S’il s’agissait d’une donation de biens présents, le divorce n’aura aucune incidence sur cette libéralité conjugale, et ce qu’elle ait pris ou non naissance durant le mariage. Par conséquent, lorsqu’une telle donation de biens présents est consentie, il convient de préciser expressément au donateur que le divorce n’aura aucun effet sur l’existence de cette donation (sauf si est prévue dans l’acte une condition résolutoire en cas de divorce). En outre, pour les donations de biens présents les plus fréquentes en pratique (les réversions d’usufruit), il convient là encore de préciser au donateur que le divorce n’aura aucune conséquence sur la donation, mais que le donateur peut, par sa volonté, la révoquer. On peut là encore conseiller d’insérer une condition résolutoire dans cette donation, pour pallier les risques d’oubli de révocation volontaire.

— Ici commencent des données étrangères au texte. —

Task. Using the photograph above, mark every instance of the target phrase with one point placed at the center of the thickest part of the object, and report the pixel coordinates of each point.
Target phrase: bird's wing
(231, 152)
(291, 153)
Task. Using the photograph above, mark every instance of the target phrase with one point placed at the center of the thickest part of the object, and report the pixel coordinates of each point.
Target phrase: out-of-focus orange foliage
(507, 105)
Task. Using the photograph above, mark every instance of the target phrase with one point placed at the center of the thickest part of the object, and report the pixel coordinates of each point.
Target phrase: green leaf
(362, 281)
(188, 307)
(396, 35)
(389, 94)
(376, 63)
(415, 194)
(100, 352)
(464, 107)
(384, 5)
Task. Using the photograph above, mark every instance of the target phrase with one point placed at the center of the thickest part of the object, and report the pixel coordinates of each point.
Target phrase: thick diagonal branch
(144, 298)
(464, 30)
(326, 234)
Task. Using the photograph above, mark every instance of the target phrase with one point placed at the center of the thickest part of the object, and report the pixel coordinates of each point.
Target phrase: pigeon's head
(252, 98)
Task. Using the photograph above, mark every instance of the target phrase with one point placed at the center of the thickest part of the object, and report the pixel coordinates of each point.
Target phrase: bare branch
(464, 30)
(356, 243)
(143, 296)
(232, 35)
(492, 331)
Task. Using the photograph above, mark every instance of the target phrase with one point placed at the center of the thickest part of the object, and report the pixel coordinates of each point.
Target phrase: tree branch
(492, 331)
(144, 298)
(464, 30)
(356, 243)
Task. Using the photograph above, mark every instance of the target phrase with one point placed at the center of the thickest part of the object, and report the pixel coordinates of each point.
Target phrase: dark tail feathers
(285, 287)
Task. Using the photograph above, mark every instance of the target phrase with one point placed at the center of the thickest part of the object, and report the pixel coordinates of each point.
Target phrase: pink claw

Le tableau suivant permet de synthétiser les causes de révocation spécifiques aux différentes donations conjugales.





DONATIONS ENTRE EPOUX

Avant le mariage (par contrat de mariage)

Pendant le mariage

Biens présents

Biens à venir

Biens présents

Biens à venir

Prenant effet au cours du mariage

Ne prenant pas effet au cours du mariage

Révocation par la seule volonté du donateur

NON

NON

NON

OUI

OUI

Incidence du divorce sur la libéralité

NON

OUI

Sauf volonté contraire du disposant, qui rend la libéralité irrévocable

NON, sauf clause résolutoire expresse dans l’acte de donation

NON, sauf clause résolutoire expresse dans l’acte de donation

OUI

Sauf volonté contraire du disposant, qui rend la libéralité irrévocable





4. LA FISCALITE DES DONATIONS ENTRE EPOUX

Pour les donations de biens présents, l’époux donataire bénéficie de l’abattement de 80 724 €, tel que prévu par l’article 790 € du CGI. Les tarifs des droits de mutation sont prévus par l’article 777 du CGI, et sont les suivants.
Tarif des droits applicables entre époux et entre partenaires liés par un pacte civil de solidarité


FRACTION DE PART NETTE TAXABLE


TARIF


applicable (%)

N'excédant pas 8 072 €


5

Comprise entre 8 072 € et 15 932 €


10

Comprise entre 15 932 € et 31 865 €


15

Comprise entre 31 865 € et 552 324 €


20

Comprise entre 552 324 € et 902 838 €


30

Comprise entre 902 838 € et 1 805 677 €


40

Au-delà de 1 805 677 €


45


Les donations de biens à venir, mais également les réversions d’usufruit (article 796-0 quater du CGI) sont exonérées de droits de mutation.